Das Internet ist kein freundlicher Raum. Wenn es eine Sicherheitslücke gibt, dann ist es nur eine Frage der Zeit, bis sie genutzt wird. Die Möglichkeiten der Attacken sind groß und man kann sich nur dagegen wehren, wenn die eigene Infrastruktur eine gewisse Größe aufweist. Wird die Domain auf zwei Nameservern betrieben und liegen diese im selben Rechenzentrum, dann ist die Wahrscheinlichkeit deutlich höher, dass dieser Service ausfällt, als wenn man ihn über viele Standorte verteilt. Es gibt immer mehr Ansätze, den Leuten das Geld aus der Tasche zu ziehen. Viele dieser Attacken zielen darauf ab, jemanden zu erpressen oder stellen eine Racheaktion dar. Das Problem ist, dass man diese Attacken anonym ausführen kann. Die Anzahl nimmt auf jeden Fall zu.

 

Was genau passiert bei einem Angriff?
Der klassische Fall: Die betroffenen Server werden mit Unmengen von Anfragen überlastet.

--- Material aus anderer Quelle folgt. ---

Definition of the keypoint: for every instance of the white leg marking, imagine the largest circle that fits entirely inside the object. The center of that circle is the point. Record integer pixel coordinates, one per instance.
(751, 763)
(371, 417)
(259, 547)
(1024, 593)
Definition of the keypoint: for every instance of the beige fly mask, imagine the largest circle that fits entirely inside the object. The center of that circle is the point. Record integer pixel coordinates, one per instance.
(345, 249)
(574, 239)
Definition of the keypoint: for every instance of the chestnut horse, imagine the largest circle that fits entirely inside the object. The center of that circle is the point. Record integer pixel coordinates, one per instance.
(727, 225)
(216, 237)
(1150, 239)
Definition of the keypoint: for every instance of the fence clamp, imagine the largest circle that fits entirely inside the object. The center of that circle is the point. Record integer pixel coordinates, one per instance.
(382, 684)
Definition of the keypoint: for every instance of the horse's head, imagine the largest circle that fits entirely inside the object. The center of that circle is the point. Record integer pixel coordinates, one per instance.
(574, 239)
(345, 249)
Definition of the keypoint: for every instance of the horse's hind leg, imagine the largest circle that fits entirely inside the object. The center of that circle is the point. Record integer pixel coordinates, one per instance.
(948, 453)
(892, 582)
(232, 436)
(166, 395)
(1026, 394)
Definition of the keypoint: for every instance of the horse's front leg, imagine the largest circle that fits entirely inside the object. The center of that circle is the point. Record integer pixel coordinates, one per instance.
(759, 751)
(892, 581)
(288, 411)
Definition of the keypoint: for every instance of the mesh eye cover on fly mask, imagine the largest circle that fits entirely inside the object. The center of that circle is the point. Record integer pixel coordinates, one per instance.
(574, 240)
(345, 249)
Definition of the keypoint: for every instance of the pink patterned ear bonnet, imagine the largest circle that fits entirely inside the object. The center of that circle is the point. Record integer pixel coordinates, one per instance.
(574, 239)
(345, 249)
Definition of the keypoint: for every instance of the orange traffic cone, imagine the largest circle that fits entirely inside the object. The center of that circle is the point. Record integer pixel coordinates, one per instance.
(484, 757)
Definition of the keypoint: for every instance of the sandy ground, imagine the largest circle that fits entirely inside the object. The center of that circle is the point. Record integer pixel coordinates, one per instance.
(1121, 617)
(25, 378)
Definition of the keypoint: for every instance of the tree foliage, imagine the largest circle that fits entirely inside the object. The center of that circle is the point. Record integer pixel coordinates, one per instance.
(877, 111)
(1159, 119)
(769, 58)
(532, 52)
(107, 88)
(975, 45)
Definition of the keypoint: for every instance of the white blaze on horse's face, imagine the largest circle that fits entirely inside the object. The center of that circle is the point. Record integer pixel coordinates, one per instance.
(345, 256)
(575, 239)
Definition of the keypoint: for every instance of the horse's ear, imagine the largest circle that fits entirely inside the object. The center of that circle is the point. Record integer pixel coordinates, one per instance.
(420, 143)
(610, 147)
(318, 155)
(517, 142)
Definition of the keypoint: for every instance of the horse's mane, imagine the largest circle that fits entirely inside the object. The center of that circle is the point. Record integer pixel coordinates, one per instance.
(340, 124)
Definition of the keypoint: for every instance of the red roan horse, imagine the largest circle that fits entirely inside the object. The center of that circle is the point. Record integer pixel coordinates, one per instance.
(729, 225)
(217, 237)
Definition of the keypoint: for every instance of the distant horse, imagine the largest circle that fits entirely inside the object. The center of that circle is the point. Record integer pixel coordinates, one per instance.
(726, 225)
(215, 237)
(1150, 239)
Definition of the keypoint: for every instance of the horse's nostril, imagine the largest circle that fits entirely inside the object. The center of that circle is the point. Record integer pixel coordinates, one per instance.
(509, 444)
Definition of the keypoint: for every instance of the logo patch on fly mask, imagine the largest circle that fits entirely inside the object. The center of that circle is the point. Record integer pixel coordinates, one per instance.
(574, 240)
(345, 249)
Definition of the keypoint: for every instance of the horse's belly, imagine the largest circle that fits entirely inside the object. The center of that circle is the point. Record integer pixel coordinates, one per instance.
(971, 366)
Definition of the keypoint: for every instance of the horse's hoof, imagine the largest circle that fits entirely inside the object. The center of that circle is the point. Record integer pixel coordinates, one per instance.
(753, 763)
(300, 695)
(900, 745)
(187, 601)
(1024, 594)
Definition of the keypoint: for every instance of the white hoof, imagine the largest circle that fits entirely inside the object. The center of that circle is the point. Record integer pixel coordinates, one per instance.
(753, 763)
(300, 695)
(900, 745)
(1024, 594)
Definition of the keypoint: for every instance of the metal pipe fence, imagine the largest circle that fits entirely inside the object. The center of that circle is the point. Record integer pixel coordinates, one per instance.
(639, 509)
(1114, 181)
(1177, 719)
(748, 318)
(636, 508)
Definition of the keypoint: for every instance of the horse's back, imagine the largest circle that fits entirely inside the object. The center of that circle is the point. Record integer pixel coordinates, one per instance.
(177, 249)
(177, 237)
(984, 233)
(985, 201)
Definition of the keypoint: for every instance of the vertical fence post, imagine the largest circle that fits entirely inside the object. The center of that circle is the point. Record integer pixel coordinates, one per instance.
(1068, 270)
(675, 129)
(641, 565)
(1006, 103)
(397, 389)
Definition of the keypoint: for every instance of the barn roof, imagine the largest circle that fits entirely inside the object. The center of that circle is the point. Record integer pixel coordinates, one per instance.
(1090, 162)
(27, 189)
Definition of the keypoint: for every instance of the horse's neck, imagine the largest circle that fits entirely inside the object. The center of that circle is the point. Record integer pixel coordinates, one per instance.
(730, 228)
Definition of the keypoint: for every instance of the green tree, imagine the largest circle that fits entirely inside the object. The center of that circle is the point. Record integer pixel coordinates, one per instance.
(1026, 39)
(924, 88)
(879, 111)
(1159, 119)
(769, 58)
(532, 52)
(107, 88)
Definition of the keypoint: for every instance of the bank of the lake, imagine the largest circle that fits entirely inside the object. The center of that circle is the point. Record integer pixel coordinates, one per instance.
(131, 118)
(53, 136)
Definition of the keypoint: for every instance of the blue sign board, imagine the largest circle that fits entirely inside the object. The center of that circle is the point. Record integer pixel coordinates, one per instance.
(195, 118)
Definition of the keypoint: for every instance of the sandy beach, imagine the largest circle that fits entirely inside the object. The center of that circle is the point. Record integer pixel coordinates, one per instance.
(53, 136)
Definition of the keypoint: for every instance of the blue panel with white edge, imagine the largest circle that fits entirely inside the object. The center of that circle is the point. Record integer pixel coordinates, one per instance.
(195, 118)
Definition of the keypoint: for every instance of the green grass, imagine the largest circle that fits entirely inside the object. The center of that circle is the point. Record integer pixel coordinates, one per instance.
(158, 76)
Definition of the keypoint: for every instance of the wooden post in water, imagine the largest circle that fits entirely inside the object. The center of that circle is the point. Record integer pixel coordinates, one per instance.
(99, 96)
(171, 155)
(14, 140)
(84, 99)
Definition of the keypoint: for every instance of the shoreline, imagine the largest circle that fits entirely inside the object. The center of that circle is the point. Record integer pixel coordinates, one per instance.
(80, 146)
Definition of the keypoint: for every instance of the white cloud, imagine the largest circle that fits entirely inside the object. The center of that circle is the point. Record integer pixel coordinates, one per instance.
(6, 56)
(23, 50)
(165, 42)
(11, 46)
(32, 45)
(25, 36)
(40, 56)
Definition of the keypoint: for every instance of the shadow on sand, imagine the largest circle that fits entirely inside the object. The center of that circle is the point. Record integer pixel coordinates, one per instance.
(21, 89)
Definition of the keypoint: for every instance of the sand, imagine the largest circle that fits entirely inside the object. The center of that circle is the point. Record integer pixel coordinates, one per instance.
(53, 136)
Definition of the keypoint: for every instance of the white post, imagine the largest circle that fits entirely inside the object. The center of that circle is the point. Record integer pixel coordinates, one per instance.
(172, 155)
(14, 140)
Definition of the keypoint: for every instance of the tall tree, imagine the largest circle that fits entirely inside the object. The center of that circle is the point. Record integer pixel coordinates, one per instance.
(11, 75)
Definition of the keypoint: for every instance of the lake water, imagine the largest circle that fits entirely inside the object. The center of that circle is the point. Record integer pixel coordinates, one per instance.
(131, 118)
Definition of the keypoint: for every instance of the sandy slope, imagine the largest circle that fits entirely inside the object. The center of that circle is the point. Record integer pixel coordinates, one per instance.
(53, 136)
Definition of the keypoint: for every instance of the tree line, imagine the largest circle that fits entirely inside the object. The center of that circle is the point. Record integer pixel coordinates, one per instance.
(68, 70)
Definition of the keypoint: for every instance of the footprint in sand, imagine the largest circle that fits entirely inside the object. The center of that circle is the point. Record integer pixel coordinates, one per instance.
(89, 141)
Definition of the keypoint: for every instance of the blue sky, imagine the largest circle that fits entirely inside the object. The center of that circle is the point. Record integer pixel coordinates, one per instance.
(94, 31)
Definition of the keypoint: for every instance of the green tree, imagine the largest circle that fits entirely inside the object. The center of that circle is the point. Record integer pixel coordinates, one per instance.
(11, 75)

Damit wird die Anbindung des Servers, auf dem der Service läuft, beeinträchtigt. Das kann dazu führen, dass die Infrastruktur komplett lahmgelegt wird und alle Dienste wie E-Mail oder Webseite, die unter dieser Domain laufen, sind dann nicht erreichbar. Dabei sind das für Unternehmen wichtige Ressourcen. Solche Attacken werden bei unserer Infrastruktur globaler verteilt. Die Anfragen treffen also auf eine viel stärkere Infrastruktur, das kann den Effekt verringern. Im besten Fall bekommt der Kunde nichts von der Attacke mit und der Service läuft weiter.

 

In welche Richtung wird sich Anycast entwickeln und welche Visionen haben Sie für RcodeZero DNS?
Unternehmen oder Registrare werden künftig immer seltener eigene Nameserver betreiben, der Aufwand ist zu hoch. Das Thema wird also zunehmend ausgelagert, was für unser Produkt spricht. Der Kundenstamm wird stetig größer. Ich könnte mir vorstellen, dass man künftig aus den betrieblichen Daten seiner Domain mehr Informationen gewinnen kann. Für Kunden wird es immer wichtiger, über den Status ihrer Services informiert zu sein: Wie viel Traffic gibt es? Wie entwickelt sich dieser? Wir haben bereits eine Statistikwebseite, dort können unsere Kunden Daten für die Domain abfragen. Es könnte in Zukunft interessant sein, auf diesen Service noch eine Analyse auf Basis von Machine Learning aufzusetzen, um Unregelmäßigkeiten festzustellen. Jede Aktivität im Internet hat typischerweise eine DNS-Abfrage zur Folge. Aus diesen Informationen könnte man viele Einsichten für den Betrieb der eigenen Domain gewinnen. Ob es beispielsweise eine merkwürdige Häufung von Anfragen aus einem gewissen geografischen Bereich gibt. Wenn auf einer wenig belebten Straße auf einmal 300 Menschen vorbeigehen, würden die Anwohner die Köpfe aus den Fenstern strecken und schauen, was los ist. Und genau dasselbe gilt auch für das Internet, der DNS-Traffic auf einer Domain ist ein guter Indikator für Anomalien. Diese Informationen zum Schutz einer Domain zu nutzen, so weit sind wir noch nicht, aber ich kann mir gut vorstellen, dass es in diese Richtung geht.